Enhanced conductivity and stability of Cu-embedded zinc tin oxide flexible transparent conductive thin films

Great challenges remain concerning the cost-effective manufacture of high performance flexible transparent conductive thin films (TCFs). Here, we report flexible TCFs using Cu-embedded zinc tin oxide (ZTO) multilayer structures that are prepared on polyethylene terephthalate (PET) substrates at room temperature. The effects of Cu embedded layer thickness on conductivity and transparency are studied, and a new conduction mechanism is proposed to describe the conduction before and after the critical thickness. At the optimal condition, the films exhibit excellent performance in terms of optical and electrical characteristics, a largest figure of merit value is obtained as 173.2, while the sheet resistance is 9.92 omega/sq. at an adequate transmittance of 81.2%. The resistance does not show great change after 1000 bending cycles, indicating good flexibility. Meanwhile, the resistance remains nearly constant after 100 tape tests, suggesting a good adhesion to the PET substrate. Moreover, the multilayer thin film exhibits good stability to resist humid and/or hot environments.

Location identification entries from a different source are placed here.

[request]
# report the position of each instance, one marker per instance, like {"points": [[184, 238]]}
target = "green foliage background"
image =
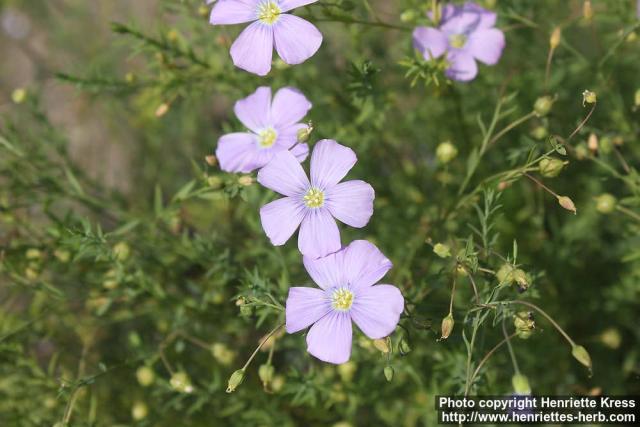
{"points": [[136, 254]]}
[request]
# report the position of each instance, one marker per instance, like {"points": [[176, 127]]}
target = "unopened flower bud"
{"points": [[524, 323], [611, 338], [587, 10], [543, 105], [442, 250], [446, 152], [145, 376], [554, 40], [550, 168], [235, 380], [382, 345], [245, 180], [521, 385], [567, 203], [180, 382], [162, 109], [606, 203], [19, 95], [540, 132], [592, 142], [581, 355], [211, 160], [266, 372], [304, 133], [139, 411], [589, 97], [447, 326], [388, 373]]}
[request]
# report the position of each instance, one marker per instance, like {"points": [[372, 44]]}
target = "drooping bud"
{"points": [[447, 326], [382, 344], [554, 40], [567, 203], [180, 382], [388, 373], [266, 373], [606, 203], [446, 152], [524, 323], [581, 355], [145, 376], [589, 97], [442, 250], [550, 168], [521, 385], [543, 105], [235, 380]]}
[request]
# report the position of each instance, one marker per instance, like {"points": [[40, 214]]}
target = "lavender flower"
{"points": [[466, 34], [295, 39], [314, 205], [274, 127], [346, 279]]}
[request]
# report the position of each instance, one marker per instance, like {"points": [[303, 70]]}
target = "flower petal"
{"points": [[486, 45], [319, 234], [329, 339], [301, 151], [304, 307], [283, 174], [237, 152], [431, 42], [364, 264], [287, 5], [253, 49], [376, 310], [227, 12], [463, 67], [281, 218], [254, 111], [327, 272], [289, 107], [351, 202], [296, 39], [330, 162]]}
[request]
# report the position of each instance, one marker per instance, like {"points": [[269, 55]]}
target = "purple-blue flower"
{"points": [[273, 125], [295, 39], [466, 34], [347, 293], [314, 204]]}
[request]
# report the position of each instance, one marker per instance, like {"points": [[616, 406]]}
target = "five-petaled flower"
{"points": [[347, 293], [274, 127], [466, 34], [314, 204], [295, 39]]}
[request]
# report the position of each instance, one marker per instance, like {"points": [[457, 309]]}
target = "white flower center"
{"points": [[342, 299], [267, 138], [314, 198], [457, 40], [268, 12]]}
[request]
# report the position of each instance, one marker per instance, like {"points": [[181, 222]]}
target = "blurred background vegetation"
{"points": [[135, 276]]}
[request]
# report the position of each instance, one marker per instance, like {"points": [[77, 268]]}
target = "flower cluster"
{"points": [[346, 275]]}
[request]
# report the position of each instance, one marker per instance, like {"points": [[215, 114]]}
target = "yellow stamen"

The improvement of adhesion and stability of multilayer films can be attributed to the effective covering of ZTO on the Cu and disordered molecule arrangement of ZTO layers. In addition, the successful implementation of the multilayer films into a flexible transparent film heater is demonstrated, verifying the applicability.

Automated summary

This study presents a cost-effective method for manufacturing high performance flexible transparent conductive thin films (TCFs) using Cu-embedded zinc tin oxide (ZTO) multilayer structures. The films exhibited excellent optical and electrical characteristics, good flexibility, adhesion, and stability. The multilayer films were successfully applied in a flexible transparent film heater.